Despite Google’s best efforts, online TV services are still encountering
significant opposition from traditional broadcasters, with many
routinely blocking services in favour of directing users to their own
The effectiveness (not to mention long-term business sense)
of this may be questionable, but the fact remains that broadcasters are
loathe to relinquish control of lucrative cable package services to
third party providers.
This might be about to change however, with
Microsoft announcing their desire to become more heavily involved in TV
using a more traditional platform model.
In the past Microsoft has made its interest in the TV market clear, with heavy investment in MSNBC and set-top box technology. The company also currently offers Xbox Live subscribers access to ESPN, and is now looking to expand this service to include more devices and channels.
Microsoft has apparently been in talks with several US networks recently, addressing concerns that subscribers are ditching traditional packages in favour of cheaper online services like Netflix.
In addition, the software giant is looking to redefine the viewing experience by incorporating social and interactive features, along with a control system based on the Kinect’s gesture technology.
While it’s still early days, Xbox Live already has an embedded audience in excess of 20m users and mobile functionality via the Windows Phone 7 OS, which could be the key that allows Microsoft to succeed in an increasingly crowded marketplace.

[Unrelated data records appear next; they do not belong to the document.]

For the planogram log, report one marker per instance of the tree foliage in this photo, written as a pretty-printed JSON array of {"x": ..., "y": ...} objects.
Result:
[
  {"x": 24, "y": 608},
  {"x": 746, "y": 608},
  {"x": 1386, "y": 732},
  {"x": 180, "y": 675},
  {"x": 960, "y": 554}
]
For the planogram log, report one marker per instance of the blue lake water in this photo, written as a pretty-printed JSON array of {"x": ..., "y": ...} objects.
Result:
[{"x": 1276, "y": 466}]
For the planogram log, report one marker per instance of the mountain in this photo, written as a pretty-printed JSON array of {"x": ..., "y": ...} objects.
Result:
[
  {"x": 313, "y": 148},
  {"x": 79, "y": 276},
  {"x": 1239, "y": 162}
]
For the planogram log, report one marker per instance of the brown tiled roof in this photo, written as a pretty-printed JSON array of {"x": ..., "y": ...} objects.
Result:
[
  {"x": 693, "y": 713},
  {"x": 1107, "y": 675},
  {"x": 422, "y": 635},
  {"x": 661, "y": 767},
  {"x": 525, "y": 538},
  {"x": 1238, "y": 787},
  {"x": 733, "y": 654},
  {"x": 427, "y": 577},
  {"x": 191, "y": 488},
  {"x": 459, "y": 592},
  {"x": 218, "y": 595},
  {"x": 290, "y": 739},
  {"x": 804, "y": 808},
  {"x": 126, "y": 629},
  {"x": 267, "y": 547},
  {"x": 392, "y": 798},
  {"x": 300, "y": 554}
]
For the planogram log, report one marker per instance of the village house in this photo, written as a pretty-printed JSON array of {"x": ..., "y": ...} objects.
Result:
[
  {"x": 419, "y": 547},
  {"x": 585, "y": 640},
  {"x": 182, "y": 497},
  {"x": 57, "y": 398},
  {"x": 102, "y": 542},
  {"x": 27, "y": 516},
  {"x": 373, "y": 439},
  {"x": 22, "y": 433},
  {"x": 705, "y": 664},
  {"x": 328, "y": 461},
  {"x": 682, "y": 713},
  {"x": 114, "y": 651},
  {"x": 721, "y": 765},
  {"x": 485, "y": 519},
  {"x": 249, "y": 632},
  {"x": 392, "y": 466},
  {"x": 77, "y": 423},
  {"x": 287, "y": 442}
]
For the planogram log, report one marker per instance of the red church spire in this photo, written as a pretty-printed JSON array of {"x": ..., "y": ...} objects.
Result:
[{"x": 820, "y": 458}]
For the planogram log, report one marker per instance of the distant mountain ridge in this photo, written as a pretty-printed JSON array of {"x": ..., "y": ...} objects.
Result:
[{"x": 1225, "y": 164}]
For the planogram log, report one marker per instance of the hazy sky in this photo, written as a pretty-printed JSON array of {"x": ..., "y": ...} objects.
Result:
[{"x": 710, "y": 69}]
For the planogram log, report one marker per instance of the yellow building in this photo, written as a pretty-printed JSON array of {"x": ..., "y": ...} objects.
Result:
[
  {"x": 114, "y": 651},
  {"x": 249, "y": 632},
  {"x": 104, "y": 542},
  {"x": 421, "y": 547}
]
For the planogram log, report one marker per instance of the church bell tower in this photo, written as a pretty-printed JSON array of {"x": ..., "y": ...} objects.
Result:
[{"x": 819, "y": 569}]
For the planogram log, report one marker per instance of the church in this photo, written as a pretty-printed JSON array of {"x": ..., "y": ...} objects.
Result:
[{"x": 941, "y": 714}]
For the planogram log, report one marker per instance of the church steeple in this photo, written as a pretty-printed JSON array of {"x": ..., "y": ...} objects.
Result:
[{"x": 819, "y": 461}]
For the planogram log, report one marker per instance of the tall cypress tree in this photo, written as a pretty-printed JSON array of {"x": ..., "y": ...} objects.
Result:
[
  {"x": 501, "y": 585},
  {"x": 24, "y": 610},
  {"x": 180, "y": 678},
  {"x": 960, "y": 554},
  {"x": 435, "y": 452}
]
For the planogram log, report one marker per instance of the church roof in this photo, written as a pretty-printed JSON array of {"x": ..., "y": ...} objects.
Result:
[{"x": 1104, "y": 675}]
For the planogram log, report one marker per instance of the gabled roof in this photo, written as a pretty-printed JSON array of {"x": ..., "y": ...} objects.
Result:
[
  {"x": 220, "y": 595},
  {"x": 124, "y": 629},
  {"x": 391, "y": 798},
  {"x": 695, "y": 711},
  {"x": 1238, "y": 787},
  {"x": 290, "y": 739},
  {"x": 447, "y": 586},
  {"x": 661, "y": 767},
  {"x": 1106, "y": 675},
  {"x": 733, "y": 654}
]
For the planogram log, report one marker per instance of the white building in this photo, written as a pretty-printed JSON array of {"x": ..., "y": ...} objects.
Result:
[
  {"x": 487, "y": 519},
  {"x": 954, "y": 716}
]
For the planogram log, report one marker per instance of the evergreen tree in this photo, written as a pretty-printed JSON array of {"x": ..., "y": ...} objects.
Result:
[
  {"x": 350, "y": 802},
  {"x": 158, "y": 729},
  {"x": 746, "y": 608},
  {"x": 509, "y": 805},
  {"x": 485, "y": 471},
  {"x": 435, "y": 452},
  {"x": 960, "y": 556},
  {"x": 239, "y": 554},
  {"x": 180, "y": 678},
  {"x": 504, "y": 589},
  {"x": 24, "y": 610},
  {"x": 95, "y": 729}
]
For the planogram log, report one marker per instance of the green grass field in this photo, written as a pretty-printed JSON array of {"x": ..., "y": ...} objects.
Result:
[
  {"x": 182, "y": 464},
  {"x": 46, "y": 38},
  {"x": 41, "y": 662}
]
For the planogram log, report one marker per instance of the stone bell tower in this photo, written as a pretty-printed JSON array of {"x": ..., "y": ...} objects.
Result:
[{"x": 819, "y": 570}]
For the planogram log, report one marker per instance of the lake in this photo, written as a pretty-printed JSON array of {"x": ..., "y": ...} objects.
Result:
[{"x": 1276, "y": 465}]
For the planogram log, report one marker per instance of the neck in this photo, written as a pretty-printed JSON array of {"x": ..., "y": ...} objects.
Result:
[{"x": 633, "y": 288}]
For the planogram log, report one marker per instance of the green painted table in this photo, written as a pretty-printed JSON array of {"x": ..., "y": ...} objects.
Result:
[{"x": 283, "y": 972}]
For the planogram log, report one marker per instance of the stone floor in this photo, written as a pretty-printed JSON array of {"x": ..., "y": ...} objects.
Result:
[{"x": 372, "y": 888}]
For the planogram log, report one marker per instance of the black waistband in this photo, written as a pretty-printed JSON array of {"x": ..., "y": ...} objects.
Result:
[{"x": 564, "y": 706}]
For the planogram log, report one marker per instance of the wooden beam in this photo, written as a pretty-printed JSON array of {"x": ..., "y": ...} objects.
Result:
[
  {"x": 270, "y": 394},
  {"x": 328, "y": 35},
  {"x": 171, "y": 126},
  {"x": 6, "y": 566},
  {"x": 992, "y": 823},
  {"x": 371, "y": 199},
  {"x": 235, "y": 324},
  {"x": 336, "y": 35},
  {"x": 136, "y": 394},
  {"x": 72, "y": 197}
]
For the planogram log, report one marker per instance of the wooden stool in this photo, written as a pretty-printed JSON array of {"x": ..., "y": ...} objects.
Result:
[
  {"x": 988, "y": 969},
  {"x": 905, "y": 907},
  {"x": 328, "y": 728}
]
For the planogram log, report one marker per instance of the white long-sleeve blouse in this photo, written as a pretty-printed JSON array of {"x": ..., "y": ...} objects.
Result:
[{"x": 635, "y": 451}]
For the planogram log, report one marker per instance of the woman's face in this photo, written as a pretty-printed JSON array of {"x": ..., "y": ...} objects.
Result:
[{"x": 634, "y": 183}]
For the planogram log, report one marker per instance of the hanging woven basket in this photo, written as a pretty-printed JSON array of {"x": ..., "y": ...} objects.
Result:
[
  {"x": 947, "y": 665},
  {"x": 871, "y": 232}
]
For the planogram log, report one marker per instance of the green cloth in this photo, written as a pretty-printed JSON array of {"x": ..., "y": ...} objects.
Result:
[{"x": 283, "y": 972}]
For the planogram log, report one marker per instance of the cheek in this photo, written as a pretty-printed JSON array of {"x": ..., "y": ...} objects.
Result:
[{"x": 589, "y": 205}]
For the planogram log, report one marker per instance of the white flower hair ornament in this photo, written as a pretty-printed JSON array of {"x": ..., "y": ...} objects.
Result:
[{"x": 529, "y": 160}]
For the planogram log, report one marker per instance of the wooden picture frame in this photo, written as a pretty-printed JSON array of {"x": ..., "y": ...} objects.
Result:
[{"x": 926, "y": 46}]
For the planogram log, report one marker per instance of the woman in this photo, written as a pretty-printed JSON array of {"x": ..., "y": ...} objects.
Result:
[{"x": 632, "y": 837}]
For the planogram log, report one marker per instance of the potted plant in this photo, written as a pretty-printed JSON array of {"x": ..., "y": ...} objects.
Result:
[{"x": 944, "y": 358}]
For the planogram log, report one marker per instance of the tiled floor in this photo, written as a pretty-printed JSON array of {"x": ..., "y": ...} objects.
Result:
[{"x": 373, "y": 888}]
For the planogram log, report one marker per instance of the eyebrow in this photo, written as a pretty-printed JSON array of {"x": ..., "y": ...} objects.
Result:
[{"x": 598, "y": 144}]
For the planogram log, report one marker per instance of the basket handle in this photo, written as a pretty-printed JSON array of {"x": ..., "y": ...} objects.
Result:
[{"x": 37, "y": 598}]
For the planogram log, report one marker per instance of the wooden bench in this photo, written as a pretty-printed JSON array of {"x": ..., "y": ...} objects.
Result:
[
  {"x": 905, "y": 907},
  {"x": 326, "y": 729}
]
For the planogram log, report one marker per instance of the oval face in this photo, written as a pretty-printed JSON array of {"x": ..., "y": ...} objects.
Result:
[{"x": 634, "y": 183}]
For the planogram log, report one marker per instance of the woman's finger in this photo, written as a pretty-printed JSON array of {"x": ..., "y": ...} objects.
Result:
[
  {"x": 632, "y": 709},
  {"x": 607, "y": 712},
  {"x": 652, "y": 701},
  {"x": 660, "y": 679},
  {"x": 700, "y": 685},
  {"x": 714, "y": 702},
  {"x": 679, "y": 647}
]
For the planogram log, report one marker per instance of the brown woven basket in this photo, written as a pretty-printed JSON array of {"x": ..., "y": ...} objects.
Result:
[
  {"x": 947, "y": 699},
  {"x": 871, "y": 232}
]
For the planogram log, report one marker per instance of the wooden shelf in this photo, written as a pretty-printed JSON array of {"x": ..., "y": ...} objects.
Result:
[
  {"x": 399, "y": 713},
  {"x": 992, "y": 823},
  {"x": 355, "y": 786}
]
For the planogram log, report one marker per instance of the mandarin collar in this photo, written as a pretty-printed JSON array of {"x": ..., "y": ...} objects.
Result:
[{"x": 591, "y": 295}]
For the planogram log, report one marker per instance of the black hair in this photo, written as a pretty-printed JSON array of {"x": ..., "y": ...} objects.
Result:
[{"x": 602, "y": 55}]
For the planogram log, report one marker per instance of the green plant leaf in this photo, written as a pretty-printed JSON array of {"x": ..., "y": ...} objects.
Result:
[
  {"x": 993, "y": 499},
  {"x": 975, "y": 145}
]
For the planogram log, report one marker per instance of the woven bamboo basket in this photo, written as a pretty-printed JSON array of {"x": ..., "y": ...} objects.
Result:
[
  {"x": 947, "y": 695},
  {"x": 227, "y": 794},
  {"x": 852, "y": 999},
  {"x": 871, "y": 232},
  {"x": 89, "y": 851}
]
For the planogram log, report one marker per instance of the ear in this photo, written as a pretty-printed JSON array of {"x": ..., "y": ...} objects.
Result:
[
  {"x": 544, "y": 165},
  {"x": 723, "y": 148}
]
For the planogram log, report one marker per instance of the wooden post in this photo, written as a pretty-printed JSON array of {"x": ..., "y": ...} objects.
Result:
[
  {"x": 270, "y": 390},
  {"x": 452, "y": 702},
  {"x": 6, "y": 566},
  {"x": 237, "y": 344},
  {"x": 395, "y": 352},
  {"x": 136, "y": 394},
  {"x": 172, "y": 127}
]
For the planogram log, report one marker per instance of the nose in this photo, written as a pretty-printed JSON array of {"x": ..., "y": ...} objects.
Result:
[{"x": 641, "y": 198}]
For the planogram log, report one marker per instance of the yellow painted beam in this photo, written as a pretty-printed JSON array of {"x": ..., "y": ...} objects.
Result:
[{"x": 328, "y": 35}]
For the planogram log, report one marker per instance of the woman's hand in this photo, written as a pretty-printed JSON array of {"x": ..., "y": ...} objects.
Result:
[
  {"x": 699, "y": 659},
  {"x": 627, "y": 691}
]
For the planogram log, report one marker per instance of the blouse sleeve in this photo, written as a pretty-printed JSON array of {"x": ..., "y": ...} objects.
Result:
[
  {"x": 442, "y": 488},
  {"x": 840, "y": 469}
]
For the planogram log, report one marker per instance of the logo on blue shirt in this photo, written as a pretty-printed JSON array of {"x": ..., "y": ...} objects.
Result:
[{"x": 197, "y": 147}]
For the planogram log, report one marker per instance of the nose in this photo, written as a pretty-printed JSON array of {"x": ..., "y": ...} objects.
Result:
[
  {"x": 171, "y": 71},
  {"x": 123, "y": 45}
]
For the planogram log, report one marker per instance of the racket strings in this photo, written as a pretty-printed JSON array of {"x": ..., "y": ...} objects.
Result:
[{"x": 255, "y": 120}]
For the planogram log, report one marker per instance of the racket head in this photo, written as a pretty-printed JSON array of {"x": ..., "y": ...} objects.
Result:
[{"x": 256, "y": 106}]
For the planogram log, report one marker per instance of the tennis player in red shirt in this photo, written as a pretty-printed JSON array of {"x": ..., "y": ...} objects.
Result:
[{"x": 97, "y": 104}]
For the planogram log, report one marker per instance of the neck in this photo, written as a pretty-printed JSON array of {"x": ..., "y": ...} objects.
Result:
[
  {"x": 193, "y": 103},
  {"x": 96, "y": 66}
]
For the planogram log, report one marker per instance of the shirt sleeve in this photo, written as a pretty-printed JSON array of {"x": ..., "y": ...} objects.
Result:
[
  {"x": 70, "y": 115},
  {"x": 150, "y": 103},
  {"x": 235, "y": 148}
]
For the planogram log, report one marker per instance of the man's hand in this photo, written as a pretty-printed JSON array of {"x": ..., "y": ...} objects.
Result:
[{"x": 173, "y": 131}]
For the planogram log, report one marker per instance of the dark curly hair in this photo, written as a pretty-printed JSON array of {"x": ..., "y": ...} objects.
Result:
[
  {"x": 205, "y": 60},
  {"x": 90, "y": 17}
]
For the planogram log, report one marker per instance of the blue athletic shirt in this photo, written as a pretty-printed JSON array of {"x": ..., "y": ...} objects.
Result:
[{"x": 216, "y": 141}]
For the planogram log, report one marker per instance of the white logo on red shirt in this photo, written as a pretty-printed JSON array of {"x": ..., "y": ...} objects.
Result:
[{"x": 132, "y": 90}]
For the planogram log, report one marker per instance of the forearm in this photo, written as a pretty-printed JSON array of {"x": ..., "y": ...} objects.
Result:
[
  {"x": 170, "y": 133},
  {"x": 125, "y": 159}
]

Content providers are also keen to embrace new platforms in order to engage increasingly fragmented audiences. Significantly, the paywall-friendly COO of News Corp, Chase Carey, recently told Reuters that online platforms:
“Increase the value of content and brands and those who create the content and channels that actually drive the business and consumer demand.”
The real question here is whether consumers will be willing to pay for a service that simply transplants their old subscription package into a virtual environment, however attractive and advanced its added features may be.
Services like Netflix and Hulu have shown that people will pay for quality content, but given the filtering and personalised curation now available online it’s questionable whether audiences will still want to subscribe to traditional mixed-content media packages.
Apple has already had some success with its 99-cent rentals, and increasingly it appears that the days of flicking endlessly through available channels is a dated concept. Current audiences want bespoke programming on demand rather than streamed bundles; the demand appears to be for quick, single serving access with online users unwilling to pay for any content they don’t regularly access.
By facilitating more immersive and interactive services online and redirecting audiences there, it’s possible that rather than saving the traditional subscription model, Microsoft’s service could instead undermine cable and satellite services, one of the most economically stable revenue sources for providers during recession.
Originally the proliferation of digital channels resulted in a parallel increase in filler content, with broadcasters desperate to fill airtime. Now however, it seems that technology may bring things full circle.
Rather than relentlessly pursuing loyalty to the network or channel success online will rely on an organisational and disciplinary shift by broadcasters. A willingness to act as an intermediary between producers and online networks is required, fragmenting content and distributing it on an ad-hoc basis to consumers.
While brand loyalty is still feasible (and desirable) in the online TV space, it will only be available to those who consistently produce quality programming. Rather than killing traditional TV, it seems that online may just be its unlikely saviour.